A second way to avoid resolving conflict between two partners is the “invisible divorce.” During the “romantic” stage of the relationship, usually just before and after getting married, people find it easy to be close and sensitive with each other. They are filled with the anticipation that the other person will fulfill all their needs and desires. After the initial romance wanes, and in every case, just like the smell of a new car eventually disappears, they see the person they married differently. They can feel angry and betrayed if they are not enthusiastic about the new view. In response, emotional walls are erected to protect from further hurt and, at times, even punish their partner. Married individuals can sleep under the same roof and raise children yet live separate and distant lives. This is the Invisible divorce. They don’t realize that this new view would occur regardless of whom they married. The initial idealized or romantic view is an unconscious (beyond our control) psychological process necessary so that people will marry in the first place.
There are many different ways couples erect emotional walls. Often, they are challenging to detect. Sometimes, I ask clients, “What does your spouse do to avoid you?” One marriage counselor asking the same questions has compiled a list of more than three hundred answers. Some of the responses he hears are: “camping out on the phone, spending too much time with the kids, avoiding eye contact, volunteering for every committee, falling asleep on the couch, jogging ten miles a day, going shopping, picking fights, and reading magazines.” Many people, if they can’t get what they need from within the marriage, seek to fulfill their needs with excessive, inappropriate, and destructive behaviors outside the relationship. They live under the same roof, but they live polarized lives.
Frequently, these first two solutions, divorce and invisible divorce are strategies used to avoid change and responsibility. Personal growth is sacrificed for an unhealthy kind of safety and comfort. Like a bird raised in captivity, when taken to its native land and the cage door opened, it refuses to leave. The familiarity of the cage is more alluring than the freedom and opportunity to become part of the beautiful outside world. By avoiding responsibility and personal growth, a person can feel a false sense of safety by holding on to familiarity. But eventually, this house built on sand falls, and at that point, it is often too late to make the necessary changes.

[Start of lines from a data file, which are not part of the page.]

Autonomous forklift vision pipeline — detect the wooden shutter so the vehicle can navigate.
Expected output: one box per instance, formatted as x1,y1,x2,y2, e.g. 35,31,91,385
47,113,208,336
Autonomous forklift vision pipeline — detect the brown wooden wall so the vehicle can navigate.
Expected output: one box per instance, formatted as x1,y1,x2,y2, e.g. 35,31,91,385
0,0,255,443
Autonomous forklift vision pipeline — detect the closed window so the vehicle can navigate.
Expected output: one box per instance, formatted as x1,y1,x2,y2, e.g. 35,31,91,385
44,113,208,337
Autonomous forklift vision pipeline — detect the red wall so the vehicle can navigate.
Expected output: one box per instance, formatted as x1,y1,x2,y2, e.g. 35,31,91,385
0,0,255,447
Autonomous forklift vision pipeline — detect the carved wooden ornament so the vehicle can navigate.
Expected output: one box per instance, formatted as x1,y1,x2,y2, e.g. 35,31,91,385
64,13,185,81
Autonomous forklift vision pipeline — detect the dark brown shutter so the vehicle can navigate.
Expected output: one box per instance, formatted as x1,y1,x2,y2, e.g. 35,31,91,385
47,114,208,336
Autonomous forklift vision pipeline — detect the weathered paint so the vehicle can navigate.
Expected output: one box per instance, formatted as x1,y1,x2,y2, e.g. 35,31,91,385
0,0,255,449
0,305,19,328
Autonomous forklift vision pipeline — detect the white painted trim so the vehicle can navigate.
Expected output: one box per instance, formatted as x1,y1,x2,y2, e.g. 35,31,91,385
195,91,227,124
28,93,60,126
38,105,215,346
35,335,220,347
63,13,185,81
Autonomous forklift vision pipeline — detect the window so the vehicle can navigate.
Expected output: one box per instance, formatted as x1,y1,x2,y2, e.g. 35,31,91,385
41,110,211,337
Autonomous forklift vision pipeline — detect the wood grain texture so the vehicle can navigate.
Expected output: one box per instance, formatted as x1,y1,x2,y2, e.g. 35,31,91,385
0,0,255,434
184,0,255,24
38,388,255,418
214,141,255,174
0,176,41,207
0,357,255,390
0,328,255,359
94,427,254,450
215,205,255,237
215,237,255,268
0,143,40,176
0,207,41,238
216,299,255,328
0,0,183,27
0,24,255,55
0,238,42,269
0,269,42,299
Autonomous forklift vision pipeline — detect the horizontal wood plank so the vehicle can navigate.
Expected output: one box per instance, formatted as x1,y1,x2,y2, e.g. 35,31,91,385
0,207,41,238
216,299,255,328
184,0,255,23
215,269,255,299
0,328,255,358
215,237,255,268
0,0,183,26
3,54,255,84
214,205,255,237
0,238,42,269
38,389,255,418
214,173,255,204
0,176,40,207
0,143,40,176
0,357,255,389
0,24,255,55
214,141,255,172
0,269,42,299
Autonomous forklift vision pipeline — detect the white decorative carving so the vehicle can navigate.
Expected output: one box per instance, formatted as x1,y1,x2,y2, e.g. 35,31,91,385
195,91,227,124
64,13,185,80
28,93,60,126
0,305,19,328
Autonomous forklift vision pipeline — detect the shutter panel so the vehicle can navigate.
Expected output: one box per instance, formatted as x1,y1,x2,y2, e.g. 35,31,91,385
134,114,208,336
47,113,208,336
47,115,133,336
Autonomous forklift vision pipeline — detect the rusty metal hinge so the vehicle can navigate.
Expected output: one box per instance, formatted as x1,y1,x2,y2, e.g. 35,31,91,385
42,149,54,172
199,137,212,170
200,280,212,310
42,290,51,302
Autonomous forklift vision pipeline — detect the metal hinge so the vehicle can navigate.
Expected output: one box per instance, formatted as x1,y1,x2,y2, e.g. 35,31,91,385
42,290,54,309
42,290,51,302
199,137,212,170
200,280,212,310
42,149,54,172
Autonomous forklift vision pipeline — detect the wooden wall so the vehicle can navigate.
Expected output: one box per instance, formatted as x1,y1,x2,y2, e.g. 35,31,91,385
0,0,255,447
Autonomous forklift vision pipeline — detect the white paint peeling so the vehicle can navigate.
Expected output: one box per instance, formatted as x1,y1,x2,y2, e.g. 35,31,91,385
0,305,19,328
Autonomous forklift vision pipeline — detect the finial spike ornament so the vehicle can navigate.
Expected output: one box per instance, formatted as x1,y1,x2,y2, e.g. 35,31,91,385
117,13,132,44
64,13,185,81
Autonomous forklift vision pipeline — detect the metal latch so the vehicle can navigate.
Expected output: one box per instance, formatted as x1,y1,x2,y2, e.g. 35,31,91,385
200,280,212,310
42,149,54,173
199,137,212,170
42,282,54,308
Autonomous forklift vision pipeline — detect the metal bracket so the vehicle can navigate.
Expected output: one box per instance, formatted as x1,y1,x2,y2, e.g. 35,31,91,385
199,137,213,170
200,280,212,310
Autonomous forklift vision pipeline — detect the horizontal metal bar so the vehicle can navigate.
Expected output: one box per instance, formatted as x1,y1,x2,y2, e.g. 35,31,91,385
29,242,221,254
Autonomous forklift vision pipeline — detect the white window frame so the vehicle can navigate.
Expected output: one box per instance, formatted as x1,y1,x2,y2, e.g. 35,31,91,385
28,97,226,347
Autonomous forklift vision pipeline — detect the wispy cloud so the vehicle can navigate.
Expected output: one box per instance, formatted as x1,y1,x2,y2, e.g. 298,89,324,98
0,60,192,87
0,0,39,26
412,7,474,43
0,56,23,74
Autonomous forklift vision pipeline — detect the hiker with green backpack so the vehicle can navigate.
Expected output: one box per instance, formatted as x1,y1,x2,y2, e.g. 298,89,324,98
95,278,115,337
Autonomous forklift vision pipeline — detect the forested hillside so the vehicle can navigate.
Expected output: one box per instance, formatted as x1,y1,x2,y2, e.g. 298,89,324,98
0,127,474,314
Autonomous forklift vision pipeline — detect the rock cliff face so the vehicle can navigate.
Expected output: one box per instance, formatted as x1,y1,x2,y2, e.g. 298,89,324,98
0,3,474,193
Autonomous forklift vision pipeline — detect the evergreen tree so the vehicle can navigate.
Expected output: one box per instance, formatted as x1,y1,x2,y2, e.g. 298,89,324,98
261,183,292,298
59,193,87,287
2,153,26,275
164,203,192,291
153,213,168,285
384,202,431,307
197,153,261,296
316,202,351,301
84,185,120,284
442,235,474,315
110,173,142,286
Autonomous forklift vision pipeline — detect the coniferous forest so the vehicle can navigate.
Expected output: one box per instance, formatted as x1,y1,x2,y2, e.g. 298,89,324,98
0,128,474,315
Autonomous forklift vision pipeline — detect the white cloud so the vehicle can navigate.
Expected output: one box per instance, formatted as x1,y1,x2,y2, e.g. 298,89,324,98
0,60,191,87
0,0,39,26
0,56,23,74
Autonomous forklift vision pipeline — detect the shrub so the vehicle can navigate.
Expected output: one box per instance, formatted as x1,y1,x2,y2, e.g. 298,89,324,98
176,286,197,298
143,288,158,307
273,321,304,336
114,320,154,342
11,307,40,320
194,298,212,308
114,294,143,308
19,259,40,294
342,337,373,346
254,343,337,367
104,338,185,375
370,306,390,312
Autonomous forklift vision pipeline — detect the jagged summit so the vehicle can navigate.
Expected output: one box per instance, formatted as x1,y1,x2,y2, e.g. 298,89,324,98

A very different approach from the two described above is to accept responsibility for the difficulties and work as a marital team to resolve them. This approach may seem very difficult and can even be frightening. However, the bottom line is to create a new type of relationship. Each individual commits to explore themselves and their relationship and discover how to do things differently, both as a couple and as an individual.
Caring Days Exercise
If there is tension and hostility between married people, one good place to restore goodwill and trust is a simple exercise called “Caring Days.” Each person writes a list of ways their partner can please them. For example, a wife might write: “I would like you to bring home flowers.” “Or I would like to go for evening walks together.” The husband would also prepare a list of his wants. These lists are then exchanged. Husbands and wives can offer each other a certain amount of these caring behaviours daily regardless of how they presently feel about each other. They are gifts with no strings attached.
Research studies have shown that couples performing this exercise for one week have considerably improved feelings about each other and are better prepared to move on to the next level of growth and healthy relating. This exercise teaches many important ideas. Partners begin to experience each other as nurturing and caring. Painful injuries are soothed with positive actions. As well, individuals discover their partners are not “mind readers.” They discover that their partner responds when their desires and needs are spelled out! Another bonus is that this exercise decreases the tit-for-tat mentality that can polarize couples and make change virtually impossible. By giving, regardless of how you feel, you will, in turn, create a healthy and loving environment, and as a consequence, positive feelings will shortly follow.
Action must precede feelings. For couples having difficulties, which is normal, let actions lead the way. Try the “Caring Days” exercise described above, go out together and have fun, and think of something creative to do together at home. In the many years I have been practicing as a marriage and family therapist, I have witnessed wonderful changes in people, couples, and families. It does happen.